Litigators should now put defendants on notice at the start of any matter that they will enforce an equitable lien if necessary, the senior partner of Bott & Co has advised.
David Bott also described Wednesday’s Supreme Court ruling was a “fantastic day” for access to justice and meant solicitors could innovate and process claims using technology as his firm had done.
“The court accepted the fact that the law isn’t people with quills anymore,” he said.
The Supreme Court ruled by majority that Bott & Co did have a lien over compensation that Ryanair paid directly to its flight delay clients, even if the claims were uncontested.
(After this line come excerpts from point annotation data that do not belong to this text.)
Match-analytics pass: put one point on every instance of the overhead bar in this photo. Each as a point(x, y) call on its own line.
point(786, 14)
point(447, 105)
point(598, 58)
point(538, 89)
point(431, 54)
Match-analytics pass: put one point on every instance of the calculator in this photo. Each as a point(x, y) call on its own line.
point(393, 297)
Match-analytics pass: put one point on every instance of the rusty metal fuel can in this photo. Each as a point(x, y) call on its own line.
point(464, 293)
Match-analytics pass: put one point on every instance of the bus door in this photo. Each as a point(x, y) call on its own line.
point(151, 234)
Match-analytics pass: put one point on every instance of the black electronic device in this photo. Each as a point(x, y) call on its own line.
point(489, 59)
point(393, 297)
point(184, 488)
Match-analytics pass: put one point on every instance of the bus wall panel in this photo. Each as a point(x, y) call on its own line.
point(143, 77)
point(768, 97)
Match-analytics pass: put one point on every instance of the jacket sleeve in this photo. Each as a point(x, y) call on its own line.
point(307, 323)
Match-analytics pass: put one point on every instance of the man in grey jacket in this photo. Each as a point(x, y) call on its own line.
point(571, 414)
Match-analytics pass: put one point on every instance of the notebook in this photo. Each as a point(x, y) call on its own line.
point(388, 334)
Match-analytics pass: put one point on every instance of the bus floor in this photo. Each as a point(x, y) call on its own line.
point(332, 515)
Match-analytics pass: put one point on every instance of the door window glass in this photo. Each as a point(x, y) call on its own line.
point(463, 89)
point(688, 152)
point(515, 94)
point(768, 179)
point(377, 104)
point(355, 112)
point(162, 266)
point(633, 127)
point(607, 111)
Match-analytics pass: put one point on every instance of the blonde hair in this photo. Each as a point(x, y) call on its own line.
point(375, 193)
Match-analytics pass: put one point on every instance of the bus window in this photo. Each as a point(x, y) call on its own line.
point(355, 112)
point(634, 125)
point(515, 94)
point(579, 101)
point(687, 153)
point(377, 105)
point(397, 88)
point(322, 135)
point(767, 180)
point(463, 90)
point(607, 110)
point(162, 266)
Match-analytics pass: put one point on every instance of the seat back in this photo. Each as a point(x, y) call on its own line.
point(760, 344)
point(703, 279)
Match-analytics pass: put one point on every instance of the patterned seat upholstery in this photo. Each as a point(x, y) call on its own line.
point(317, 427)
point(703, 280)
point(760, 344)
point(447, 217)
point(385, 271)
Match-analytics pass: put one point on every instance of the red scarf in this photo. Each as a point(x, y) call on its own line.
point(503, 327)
The defendant needs to be on notice if a solicitor wants to enforce an equitable lien and Bott & Co now does so from the start, Mr Bott said.
All claimant solicitors should do the same, he said. “It’s like insurance – most of the time you won’t need it, but it’s there if you do.”
The next step in the case will be for Bott & Co to seek an order requiring the airline to list every client it had paid – while some told the law firm, not all did. And of those that did, 30% did not then hand over the £95 fee from the compensation that they owed the firm.
Coby Benson, the solicitor who leads the flight delay compensation team at Bott & Co, said there had been a widespread misunderstanding that such claims were simple and uncontested – in fact, the firm has had to issue proceedings in 45% of the 226,000 successful claims it has brought since 2013.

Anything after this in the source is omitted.